Internationally, Australia has used a form of ranked voting for its House of Representatives for over a century, widely cited as a successful long-term model.
The Case For Ranked Choice Voting
Proponents argue RCV addresses several well-known problems with traditional plurality voting:
- Eliminates the "spoiler effect" — Voters can support a third-party candidate without feeling they're "wasting" their vote or helping their least-preferred candidate win.
- Encourages broader coalitions — Candidates have an incentive to appeal beyond their core base, since they need to earn second- and third-choice votes.
- Winners have broader support — The eventual winner must earn majority backing, not just a plurality in a fragmented field.
- Reduces negative campaigning — Attacking opponents can backfire if their supporters are the votes you need as second choices.
The Case Against
Critics raise valid concerns as well:
- Complexity — Some voters find multi-round counting confusing or feel uncertain about how their lower-ranked choices will be used.
- Delayed results — Counting multiple rounds takes longer, which can delay election night results.
- Ballot exhaustion — If a voter only ranks some candidates and all their choices are eliminated, their ballot no longer counts in later rounds.

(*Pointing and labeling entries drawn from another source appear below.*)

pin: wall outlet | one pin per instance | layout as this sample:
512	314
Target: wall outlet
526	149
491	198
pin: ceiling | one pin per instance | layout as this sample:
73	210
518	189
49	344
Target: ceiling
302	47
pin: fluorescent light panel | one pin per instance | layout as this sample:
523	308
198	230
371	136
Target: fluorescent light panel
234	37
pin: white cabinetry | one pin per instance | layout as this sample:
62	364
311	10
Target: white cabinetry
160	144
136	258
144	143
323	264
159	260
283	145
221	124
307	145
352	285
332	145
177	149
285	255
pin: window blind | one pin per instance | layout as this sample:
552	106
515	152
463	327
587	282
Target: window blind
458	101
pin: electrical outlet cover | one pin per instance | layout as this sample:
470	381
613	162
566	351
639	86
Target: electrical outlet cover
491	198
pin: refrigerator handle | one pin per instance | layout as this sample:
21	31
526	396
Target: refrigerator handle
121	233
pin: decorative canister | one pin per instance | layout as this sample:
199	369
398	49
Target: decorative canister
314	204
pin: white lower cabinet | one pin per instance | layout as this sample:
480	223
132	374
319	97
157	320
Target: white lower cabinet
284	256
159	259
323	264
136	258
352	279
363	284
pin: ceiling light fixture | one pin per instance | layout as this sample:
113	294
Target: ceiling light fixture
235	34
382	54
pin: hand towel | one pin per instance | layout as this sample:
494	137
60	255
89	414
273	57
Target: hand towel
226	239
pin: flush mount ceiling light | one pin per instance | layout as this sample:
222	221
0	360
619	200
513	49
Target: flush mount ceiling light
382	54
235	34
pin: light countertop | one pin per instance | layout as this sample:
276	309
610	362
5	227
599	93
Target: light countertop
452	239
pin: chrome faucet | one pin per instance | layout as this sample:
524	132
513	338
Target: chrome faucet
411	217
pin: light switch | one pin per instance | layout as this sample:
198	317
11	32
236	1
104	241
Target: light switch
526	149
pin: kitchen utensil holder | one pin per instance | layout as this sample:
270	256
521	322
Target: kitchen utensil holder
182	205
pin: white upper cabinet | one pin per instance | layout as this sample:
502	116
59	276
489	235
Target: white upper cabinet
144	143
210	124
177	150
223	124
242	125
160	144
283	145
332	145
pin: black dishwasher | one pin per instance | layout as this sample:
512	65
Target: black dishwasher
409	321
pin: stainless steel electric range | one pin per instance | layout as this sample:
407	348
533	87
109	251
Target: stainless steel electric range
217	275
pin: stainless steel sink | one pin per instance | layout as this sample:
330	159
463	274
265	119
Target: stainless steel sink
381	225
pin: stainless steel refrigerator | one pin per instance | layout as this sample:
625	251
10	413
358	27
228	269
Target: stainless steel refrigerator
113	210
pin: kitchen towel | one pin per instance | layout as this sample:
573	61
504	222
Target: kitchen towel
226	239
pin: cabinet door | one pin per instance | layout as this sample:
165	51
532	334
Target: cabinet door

- Resistance to change — Established parties sometimes oppose reforms that could benefit smaller or emerging political movements.
What the Research Suggests
Academic studies on jurisdictions that have adopted RCV generally find that voter satisfaction remains high and that the feared confusion is often limited in practice. Participation among lower-income and minority voters does not appear to decrease — and in some studies, engagement slightly increases. However, the research base is still growing as more jurisdictions gain experience with the system.
The Bottom Line
Ranked choice voting isn't a magic fix for political polarization, but it does offer a structurally different way to aggregate voter preferences. As more states and cities experiment with it, the evidence base will grow — and the debate over electoral reform will only intensify heading into future election cycles.